Remember last month, when I told you all about the sleep problem in the US? This is a really big deal! It is so important that each of us gets a full night of uninterrupted sleep to keep us healthy.
Today, I want to share with you some Shut Eye Strategies to help you get the rest your body so desperately needs.
- Get Active Early: Getting a good night’s sleep doesn’t just start when the sun sets. If you start out your day with exercise, it can actually strengthen your circadian rhythm. When you do this, it helps you become sleepy at night, and your body winds down faster.
- Sign Off: (Boy, this one is tough for me!) Put away your electronic devices one hour before you go to bed. The LED lights your phone and/or tablets emit can actually activate your brain and keep you from falling asleep and staying asleep at night.
- Get Comfortable: Allow your body to understand it’s time to wind down. Doing something as relaxing as taking a warm bath can help transition your mind and body from daytime to bedtime.
- Go Dark: Block out all the light. Darkness is a natural way to tell your body when it’s time to rest, just like light helps your body wake up. Light during the night can actually send a message to your brain telling it to wake up long before you’re ready.
I must admit, I do quite badly at most of these things. With 8 kids, it’s hard for me to get anything done, so the hours between their bedtime and mine are when I get the most work done.
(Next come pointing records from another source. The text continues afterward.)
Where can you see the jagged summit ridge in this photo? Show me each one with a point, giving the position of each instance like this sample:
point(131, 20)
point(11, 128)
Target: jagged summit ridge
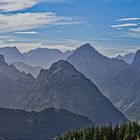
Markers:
point(137, 58)
point(2, 60)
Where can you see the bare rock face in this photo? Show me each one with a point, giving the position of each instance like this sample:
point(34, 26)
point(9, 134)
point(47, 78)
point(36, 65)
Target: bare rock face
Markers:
point(2, 60)
point(62, 86)
point(98, 68)
point(13, 83)
point(126, 85)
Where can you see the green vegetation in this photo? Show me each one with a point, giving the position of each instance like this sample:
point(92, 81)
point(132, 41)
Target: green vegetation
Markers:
point(125, 131)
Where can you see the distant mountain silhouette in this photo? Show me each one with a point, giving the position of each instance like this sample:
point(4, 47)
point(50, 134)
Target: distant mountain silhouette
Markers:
point(44, 125)
point(11, 54)
point(12, 83)
point(23, 67)
point(62, 86)
point(45, 57)
point(127, 58)
point(125, 88)
point(98, 68)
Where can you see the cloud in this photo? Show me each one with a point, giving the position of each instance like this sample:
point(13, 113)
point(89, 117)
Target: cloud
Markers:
point(16, 5)
point(128, 19)
point(137, 30)
point(124, 25)
point(30, 33)
point(26, 21)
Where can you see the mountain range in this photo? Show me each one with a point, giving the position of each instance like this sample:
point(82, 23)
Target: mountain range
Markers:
point(12, 83)
point(62, 86)
point(127, 57)
point(126, 85)
point(115, 78)
point(44, 125)
point(98, 68)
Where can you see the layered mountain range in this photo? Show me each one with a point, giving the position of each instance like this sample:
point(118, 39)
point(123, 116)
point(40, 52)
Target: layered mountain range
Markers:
point(113, 78)
point(98, 68)
point(44, 125)
point(12, 83)
point(62, 86)
point(126, 85)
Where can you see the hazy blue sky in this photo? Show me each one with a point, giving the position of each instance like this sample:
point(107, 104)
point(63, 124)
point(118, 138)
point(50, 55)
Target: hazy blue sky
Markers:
point(111, 26)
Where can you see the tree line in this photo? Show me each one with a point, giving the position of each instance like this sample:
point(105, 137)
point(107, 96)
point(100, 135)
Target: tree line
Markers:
point(124, 131)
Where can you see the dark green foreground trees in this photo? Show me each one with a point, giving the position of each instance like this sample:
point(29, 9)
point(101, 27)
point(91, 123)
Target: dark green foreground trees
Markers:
point(125, 131)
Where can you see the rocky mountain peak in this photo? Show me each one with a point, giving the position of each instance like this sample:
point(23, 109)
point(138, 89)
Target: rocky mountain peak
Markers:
point(136, 60)
point(2, 60)
point(64, 67)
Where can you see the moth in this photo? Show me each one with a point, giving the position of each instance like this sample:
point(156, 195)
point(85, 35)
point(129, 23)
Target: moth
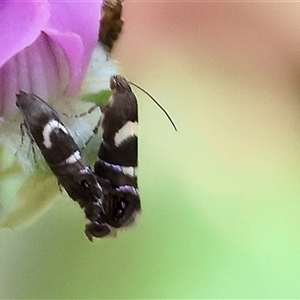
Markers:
point(117, 164)
point(111, 23)
point(64, 158)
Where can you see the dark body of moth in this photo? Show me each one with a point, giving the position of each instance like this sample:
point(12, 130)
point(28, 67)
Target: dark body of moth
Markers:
point(111, 23)
point(116, 167)
point(64, 159)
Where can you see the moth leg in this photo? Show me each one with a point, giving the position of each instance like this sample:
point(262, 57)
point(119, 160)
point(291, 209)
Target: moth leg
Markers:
point(24, 131)
point(95, 131)
point(59, 186)
point(90, 110)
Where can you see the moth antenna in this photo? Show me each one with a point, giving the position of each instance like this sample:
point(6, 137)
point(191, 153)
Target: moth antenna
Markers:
point(156, 102)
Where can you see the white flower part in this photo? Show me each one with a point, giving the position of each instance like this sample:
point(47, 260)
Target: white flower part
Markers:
point(130, 171)
point(72, 159)
point(49, 127)
point(128, 130)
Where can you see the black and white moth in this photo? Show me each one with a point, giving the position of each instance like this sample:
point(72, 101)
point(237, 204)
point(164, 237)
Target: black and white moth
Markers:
point(111, 23)
point(116, 167)
point(64, 159)
point(117, 163)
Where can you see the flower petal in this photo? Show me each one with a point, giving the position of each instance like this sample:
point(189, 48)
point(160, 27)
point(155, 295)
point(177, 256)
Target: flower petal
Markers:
point(41, 68)
point(74, 26)
point(21, 23)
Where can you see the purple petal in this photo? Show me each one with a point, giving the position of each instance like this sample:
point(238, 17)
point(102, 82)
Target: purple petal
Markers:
point(41, 68)
point(48, 47)
point(74, 26)
point(21, 23)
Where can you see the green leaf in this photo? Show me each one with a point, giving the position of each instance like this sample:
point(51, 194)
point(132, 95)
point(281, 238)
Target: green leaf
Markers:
point(100, 98)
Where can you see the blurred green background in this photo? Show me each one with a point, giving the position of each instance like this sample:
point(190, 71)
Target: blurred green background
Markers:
point(221, 198)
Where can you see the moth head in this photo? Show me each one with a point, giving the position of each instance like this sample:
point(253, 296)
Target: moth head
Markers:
point(121, 206)
point(119, 84)
point(96, 230)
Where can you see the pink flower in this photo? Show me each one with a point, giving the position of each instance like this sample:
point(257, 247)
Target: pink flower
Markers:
point(45, 48)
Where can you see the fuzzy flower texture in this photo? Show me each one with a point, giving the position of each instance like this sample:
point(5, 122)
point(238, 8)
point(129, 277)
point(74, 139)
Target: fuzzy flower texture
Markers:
point(45, 48)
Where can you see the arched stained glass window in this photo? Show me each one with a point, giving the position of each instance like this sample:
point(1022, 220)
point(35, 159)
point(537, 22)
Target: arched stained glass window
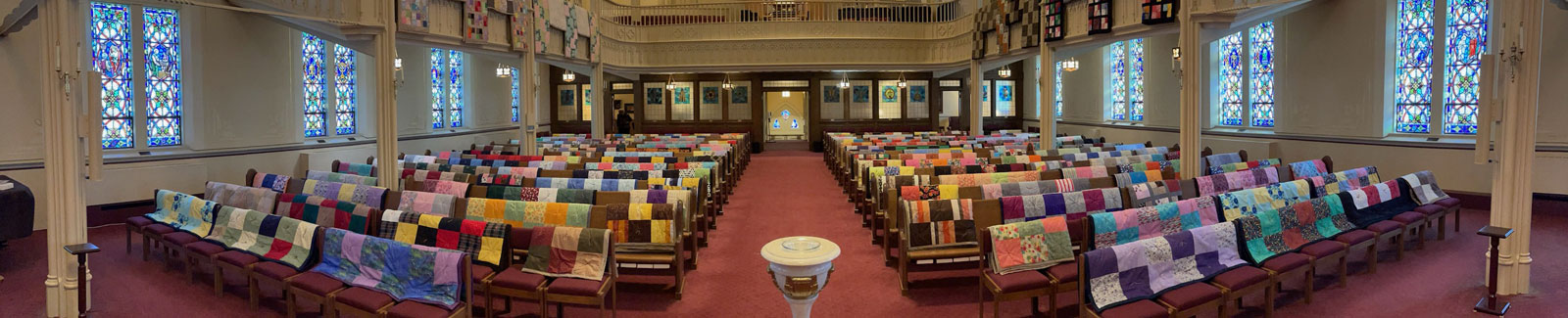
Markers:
point(1466, 41)
point(162, 52)
point(1118, 83)
point(1261, 41)
point(1413, 68)
point(1136, 78)
point(455, 90)
point(347, 91)
point(110, 35)
point(314, 85)
point(438, 96)
point(1231, 59)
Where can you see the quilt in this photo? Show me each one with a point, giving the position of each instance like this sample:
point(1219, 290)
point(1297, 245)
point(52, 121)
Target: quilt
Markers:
point(568, 252)
point(240, 196)
point(1027, 247)
point(643, 227)
point(366, 195)
point(1424, 187)
point(1126, 226)
point(184, 211)
point(427, 203)
point(529, 215)
point(1029, 188)
point(1145, 268)
point(478, 239)
point(400, 270)
point(270, 237)
point(341, 177)
point(1274, 232)
point(1267, 198)
point(943, 223)
point(326, 211)
point(1074, 205)
point(1154, 193)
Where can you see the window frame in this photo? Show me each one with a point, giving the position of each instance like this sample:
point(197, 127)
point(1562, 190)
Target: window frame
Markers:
point(137, 44)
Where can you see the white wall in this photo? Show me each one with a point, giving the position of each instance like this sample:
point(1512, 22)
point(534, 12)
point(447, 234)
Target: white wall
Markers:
point(1330, 68)
point(242, 91)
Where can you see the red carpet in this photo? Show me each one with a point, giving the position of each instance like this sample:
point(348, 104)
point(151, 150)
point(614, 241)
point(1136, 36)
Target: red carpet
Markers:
point(788, 192)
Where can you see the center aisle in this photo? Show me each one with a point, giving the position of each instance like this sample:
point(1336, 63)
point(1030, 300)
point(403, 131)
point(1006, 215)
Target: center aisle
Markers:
point(789, 192)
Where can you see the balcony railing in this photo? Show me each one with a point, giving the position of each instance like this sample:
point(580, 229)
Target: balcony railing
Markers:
point(781, 12)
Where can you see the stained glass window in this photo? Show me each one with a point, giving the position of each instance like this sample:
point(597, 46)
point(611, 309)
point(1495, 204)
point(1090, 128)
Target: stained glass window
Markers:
point(1413, 68)
point(436, 93)
point(345, 88)
point(1231, 80)
point(455, 90)
point(1058, 90)
point(112, 59)
point(514, 94)
point(1466, 41)
point(1118, 83)
point(162, 52)
point(314, 85)
point(1136, 78)
point(1261, 78)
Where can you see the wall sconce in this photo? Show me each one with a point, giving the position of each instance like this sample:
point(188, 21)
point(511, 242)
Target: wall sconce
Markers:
point(502, 70)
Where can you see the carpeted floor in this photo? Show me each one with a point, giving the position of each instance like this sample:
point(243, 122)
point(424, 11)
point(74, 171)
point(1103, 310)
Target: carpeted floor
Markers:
point(788, 192)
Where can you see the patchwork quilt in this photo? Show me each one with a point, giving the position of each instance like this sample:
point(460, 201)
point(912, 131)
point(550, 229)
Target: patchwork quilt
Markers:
point(1274, 232)
point(1029, 188)
point(427, 203)
point(540, 195)
point(1345, 180)
point(478, 239)
point(341, 177)
point(1027, 247)
point(326, 211)
point(1145, 268)
point(1126, 226)
point(357, 168)
point(988, 179)
point(1424, 187)
point(184, 211)
point(274, 182)
point(940, 223)
point(270, 237)
point(1128, 179)
point(366, 195)
point(529, 215)
point(400, 270)
point(1215, 184)
point(568, 252)
point(587, 184)
point(1267, 198)
point(240, 196)
point(1152, 193)
point(1074, 205)
point(643, 227)
point(1084, 172)
point(1309, 168)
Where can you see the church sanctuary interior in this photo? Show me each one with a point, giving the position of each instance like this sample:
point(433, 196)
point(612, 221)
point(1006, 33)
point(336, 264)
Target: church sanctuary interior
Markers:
point(1097, 159)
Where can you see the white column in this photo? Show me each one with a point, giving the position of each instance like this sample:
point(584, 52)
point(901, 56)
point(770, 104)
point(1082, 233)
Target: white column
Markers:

During the next month, I am going to change my habits, and do my best to get into a better sleep routine.
I’ve already started instilling the “Get Active Early” tip. I start my day before anyone else in the house, and it’s *early.* I get up, have my quiet time, then exercise for at least an hour. After I do that, I feel so much better! Now, I just have to work on the rest of the tips, and make my nighttime routine even better.
I am really nervous about the “Sign Off” challenge. My phone is usually attached to my hip, so I plan to plug my phone in beside my bed at least 1 hour before I’m planning on going to bed. I’m just going to have to find something else to do to help me relax for that hour. I usually read a book (on my phone, sigh!), in order to relax, but I think this month I’ll have to start visiting my local library and get some real books.
Next month, I’ll be sharing the results I get from putting these tips into practice. I bought a sleep tracker a couple of months ago, and I’m hoping to see some big changes in how long it takes me to fall asleep and how well I stay asleep during the night after I implement these tips. Right now, this is what a typical night looks like for me:
Pretty pathetic, right? It takes me forever to fall asleep at night, and then I don’t sleep well.
It’s time to change that, and it starts with signing off at night. I’m going to do this, and I’m going to do this well. Will you join me? Can you commit to shutting off your phone or your tablet a few nights this month and see if it improves your sleep? I promise we’ll both feel better if we do!